WE know
that in spite of our tremendous communication
technologies, we still are not yet connected in peaceful
and
meaningful unity and harmony among ourselves. In fact, we
can observe
the contrary—that the more sophisticated our
communication
technologies are, the more divided among ourselves we
seem to be.
Biases and unbridled attachments to our views, beliefs,
lifestyles,
etc., still prevail.
We have
to realize that we actually have the duty to reach
out to everyone, especially those who are different from
us or even
are opposed to us. They can even be opposed to God.
That
encounter between Jesus and the Samaritan woman by
the well (cfr. Jn 4,5-24) precisely tells us so. We just
have to learn
how to reach out to others, especially those in the
peripheries. And
for this, we have to develop what we may describe as a
universal
heart.
This
way we would be imitating Christ who initiated a
dialogue with us by creating and redeeming us, God
becoming man in the
process, and willing to go to the extent of bearing all
the sins of
men, as St. Paul said, to bring about our salvation.
(cfr. 1 Tim 2,4)
This is the ultimate motive that would lead us to have a
universal
heart in spite of our differences and conflicts.
Toward
this end, we have to learn how to be patient, how
to rise above our personal things and learn how to give
our heart to
God and to everybody else.

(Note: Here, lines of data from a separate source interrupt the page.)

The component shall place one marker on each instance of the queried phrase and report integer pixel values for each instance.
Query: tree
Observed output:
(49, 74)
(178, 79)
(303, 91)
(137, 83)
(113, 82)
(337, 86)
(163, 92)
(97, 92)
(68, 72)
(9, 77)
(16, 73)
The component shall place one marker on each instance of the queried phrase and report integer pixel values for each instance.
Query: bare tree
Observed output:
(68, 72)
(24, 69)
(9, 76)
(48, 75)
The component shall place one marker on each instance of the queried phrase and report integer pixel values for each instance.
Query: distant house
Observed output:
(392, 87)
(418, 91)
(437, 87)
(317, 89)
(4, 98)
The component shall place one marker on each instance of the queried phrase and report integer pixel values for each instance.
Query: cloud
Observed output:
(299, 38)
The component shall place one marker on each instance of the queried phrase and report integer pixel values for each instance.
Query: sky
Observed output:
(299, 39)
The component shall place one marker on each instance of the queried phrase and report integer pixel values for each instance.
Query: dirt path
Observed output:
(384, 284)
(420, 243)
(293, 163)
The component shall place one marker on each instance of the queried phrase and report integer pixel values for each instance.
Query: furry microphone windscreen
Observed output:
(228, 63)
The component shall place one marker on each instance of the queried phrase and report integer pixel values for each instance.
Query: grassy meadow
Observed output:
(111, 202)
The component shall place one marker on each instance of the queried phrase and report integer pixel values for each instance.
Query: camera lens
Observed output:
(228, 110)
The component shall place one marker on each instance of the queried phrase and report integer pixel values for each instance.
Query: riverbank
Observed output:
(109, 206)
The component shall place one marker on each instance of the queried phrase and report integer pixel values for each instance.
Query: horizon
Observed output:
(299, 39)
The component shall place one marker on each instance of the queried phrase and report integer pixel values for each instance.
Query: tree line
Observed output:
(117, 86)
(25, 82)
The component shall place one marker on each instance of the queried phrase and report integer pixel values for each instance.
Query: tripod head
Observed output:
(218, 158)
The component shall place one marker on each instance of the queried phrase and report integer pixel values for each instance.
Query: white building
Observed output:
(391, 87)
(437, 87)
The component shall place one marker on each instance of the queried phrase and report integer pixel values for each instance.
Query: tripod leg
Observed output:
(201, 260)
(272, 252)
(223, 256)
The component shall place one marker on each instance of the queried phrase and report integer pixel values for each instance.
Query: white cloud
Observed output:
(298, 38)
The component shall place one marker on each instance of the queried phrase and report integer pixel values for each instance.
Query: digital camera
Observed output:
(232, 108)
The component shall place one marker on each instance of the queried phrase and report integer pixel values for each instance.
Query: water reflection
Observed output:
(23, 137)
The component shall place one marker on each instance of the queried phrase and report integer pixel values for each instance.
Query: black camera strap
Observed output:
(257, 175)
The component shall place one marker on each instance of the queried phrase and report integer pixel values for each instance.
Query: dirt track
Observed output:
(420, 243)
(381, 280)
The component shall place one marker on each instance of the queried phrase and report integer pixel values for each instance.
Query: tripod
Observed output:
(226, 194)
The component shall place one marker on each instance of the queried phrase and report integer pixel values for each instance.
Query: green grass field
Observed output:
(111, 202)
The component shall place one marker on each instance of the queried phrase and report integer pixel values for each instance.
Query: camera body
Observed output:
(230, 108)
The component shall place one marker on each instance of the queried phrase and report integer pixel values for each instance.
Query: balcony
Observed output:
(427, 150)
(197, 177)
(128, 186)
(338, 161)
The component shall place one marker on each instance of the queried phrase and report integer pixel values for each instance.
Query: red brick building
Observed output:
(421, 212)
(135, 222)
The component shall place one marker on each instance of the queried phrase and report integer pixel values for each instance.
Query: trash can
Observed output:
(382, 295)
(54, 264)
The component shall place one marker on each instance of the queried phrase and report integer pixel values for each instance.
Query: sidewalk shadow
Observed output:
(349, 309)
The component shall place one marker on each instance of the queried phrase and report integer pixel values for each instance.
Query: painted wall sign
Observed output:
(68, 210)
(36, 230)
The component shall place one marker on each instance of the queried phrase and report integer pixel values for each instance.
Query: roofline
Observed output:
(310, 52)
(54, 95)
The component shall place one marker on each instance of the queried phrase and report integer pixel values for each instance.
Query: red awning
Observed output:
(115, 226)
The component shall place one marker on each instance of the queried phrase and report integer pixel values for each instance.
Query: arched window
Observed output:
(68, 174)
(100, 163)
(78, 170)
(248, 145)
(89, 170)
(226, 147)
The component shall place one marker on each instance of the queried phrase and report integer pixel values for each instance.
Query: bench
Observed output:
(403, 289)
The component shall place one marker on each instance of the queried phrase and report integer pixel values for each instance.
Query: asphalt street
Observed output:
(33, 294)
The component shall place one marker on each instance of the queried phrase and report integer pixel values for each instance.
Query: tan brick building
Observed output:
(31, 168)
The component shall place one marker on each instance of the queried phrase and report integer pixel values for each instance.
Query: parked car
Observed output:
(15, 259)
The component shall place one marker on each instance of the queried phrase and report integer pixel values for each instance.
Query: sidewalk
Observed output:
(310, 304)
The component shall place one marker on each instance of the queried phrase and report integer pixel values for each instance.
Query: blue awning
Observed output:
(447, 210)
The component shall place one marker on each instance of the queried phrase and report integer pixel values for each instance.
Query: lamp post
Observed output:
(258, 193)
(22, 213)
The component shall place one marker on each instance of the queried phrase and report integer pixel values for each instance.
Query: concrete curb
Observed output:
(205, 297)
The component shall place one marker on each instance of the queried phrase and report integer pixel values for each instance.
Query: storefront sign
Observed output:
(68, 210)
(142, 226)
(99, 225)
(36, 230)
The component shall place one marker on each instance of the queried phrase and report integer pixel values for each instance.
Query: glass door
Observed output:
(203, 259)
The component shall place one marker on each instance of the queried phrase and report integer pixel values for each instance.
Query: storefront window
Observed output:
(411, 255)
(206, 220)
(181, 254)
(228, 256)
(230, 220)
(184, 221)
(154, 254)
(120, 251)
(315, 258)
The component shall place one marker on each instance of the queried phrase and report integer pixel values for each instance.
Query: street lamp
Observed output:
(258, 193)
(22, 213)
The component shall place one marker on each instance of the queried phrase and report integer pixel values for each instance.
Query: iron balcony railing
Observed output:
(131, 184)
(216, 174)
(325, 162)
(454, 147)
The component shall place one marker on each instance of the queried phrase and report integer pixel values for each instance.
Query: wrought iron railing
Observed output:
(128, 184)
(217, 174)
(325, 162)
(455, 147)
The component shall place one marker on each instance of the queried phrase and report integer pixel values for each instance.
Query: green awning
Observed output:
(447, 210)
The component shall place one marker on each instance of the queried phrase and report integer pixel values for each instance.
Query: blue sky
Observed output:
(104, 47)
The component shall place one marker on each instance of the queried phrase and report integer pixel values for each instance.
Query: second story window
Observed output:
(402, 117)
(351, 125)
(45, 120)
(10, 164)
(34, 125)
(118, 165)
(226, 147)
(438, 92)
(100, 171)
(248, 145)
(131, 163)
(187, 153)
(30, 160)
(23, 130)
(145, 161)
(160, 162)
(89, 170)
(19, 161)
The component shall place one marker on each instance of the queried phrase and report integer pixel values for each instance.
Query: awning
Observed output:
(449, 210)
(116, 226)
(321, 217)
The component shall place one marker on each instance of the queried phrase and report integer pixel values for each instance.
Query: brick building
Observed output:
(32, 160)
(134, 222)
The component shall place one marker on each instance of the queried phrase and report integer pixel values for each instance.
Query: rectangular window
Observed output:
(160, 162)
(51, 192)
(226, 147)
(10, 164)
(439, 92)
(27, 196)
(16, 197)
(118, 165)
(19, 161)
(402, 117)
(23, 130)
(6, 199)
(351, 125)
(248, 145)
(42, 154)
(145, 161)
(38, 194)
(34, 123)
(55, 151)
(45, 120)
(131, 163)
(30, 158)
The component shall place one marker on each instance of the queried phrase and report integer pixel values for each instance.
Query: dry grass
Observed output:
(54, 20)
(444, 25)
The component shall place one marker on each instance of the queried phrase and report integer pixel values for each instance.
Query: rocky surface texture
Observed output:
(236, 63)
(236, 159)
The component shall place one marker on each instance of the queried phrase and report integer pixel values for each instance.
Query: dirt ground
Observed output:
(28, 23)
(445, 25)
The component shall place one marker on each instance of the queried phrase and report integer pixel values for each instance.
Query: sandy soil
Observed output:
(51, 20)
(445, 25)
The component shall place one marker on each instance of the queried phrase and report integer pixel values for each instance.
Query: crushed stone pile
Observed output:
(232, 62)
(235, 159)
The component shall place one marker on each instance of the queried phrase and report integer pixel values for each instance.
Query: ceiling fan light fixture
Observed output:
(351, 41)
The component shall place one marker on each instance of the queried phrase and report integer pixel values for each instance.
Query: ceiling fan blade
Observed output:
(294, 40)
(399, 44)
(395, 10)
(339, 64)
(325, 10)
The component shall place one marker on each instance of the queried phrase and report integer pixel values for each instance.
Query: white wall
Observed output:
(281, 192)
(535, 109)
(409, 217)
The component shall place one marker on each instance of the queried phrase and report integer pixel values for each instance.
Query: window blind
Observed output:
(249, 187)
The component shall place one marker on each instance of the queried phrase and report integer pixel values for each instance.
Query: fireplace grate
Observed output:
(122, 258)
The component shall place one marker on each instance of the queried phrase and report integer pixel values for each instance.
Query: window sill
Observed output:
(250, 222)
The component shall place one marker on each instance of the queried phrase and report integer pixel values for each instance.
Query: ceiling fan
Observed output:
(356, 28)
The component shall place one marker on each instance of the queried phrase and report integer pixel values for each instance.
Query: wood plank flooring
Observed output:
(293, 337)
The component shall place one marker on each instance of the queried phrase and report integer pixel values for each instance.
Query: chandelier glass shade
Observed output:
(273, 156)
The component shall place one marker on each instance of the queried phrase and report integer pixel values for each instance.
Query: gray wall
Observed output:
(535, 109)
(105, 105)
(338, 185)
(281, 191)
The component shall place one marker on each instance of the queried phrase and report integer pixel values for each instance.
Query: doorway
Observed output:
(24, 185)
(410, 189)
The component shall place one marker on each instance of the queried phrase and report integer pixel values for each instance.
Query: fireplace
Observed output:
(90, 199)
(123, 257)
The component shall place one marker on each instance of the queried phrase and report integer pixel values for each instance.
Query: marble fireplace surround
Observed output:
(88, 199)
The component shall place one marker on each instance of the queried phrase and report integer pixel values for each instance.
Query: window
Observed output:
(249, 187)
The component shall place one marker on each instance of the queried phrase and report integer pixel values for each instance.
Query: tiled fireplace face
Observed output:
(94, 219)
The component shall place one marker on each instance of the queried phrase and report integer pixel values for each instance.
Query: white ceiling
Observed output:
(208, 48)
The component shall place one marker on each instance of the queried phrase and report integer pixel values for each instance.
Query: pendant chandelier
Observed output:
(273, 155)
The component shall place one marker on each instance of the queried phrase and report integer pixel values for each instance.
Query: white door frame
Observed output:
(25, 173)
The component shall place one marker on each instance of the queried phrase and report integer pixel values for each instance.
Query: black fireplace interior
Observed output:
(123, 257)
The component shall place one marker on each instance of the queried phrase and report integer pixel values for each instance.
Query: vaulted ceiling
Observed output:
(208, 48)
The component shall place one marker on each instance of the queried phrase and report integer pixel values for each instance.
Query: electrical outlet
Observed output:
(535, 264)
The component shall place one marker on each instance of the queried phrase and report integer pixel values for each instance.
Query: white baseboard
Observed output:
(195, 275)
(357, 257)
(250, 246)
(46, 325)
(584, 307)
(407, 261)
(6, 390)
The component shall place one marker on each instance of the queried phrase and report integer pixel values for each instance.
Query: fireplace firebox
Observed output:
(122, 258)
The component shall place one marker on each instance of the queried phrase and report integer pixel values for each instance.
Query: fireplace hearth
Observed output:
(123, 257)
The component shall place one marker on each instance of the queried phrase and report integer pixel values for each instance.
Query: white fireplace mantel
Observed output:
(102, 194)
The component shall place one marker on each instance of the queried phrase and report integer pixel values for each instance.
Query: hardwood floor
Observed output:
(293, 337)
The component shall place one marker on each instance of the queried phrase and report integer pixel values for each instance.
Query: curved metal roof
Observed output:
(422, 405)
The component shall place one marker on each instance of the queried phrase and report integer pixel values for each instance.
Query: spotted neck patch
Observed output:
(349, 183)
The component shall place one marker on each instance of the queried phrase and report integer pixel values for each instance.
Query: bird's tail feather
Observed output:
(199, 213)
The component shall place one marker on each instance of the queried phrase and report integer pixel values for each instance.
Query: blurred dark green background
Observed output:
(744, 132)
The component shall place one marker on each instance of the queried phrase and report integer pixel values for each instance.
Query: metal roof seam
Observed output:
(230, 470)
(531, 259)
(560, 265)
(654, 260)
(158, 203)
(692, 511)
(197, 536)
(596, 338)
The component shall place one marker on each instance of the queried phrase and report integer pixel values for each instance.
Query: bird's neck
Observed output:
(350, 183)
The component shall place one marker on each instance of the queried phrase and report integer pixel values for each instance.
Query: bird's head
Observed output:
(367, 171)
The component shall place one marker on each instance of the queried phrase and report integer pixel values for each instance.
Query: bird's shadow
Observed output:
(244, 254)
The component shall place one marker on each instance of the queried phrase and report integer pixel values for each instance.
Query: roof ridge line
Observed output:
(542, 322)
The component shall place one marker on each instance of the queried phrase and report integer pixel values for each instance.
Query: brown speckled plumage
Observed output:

This obviously will require of
us a certain
sportsmanship, a certain insensitivity that is of the
kind that can
welcome and accommodate the charity of God in our heart.
We have to
learn to listen and not just hear others, to look and not
just to see
them.
We have
to learn how to suffer with the others, how to be
compassionate, how to make as our own the conditions of
the others out
of the love of God and souls. Christ himself did all
these.
But to
attain these qualities, we have learn how to have
dialogue, first with God and then with everybody else.
Only when we
know how to dialogue with God can we also know how to
dialogue with
others.
Our
problem often is that we give little importance to the
value of dialogue. And if we do some dialoguing, we fail
to go all the
way, or we approach it with wrong attitudes and
inadequate
dispositions and ways.
In many
Church documents, the constant recourse to
dialogue is abundantly recommended. It’s a way to build
and strengthen
our unity, tenuous as it is, considering the many and
often competing
forces that go into it. We have to learn how to overcome
or at least
go above our biases and preferences that can involve even
our beliefs
and convictions, without compromising what truly
matters—truth in
charity, charity in truth.
Dialogue actually fosters the sense of solidarity among
ourselves. It facilitates the identification and the
pursuit of the
common good that ultimately is to be with God. Of course,
the pursuit
of the common good will always involve a process. It will
be a work in
progress that advances the more we dialogue with God and
among
ourselves.
We should always take the initiative,
always looking for
any opening or possibility for dialogue. Even in those
moments when
our prudent judgments would tell us to keep quiet for a
while, we
should never extinguish the desire and the effort to
enter into
dialogue with others no matter how different they are
from us.
Of
course, we have to realize that our success in this
endeavor would depend first of all on our authentic
identification
with Christ. Thus, we can never exaggerate our need to be
close to him
and to follow his example all the way to the cross.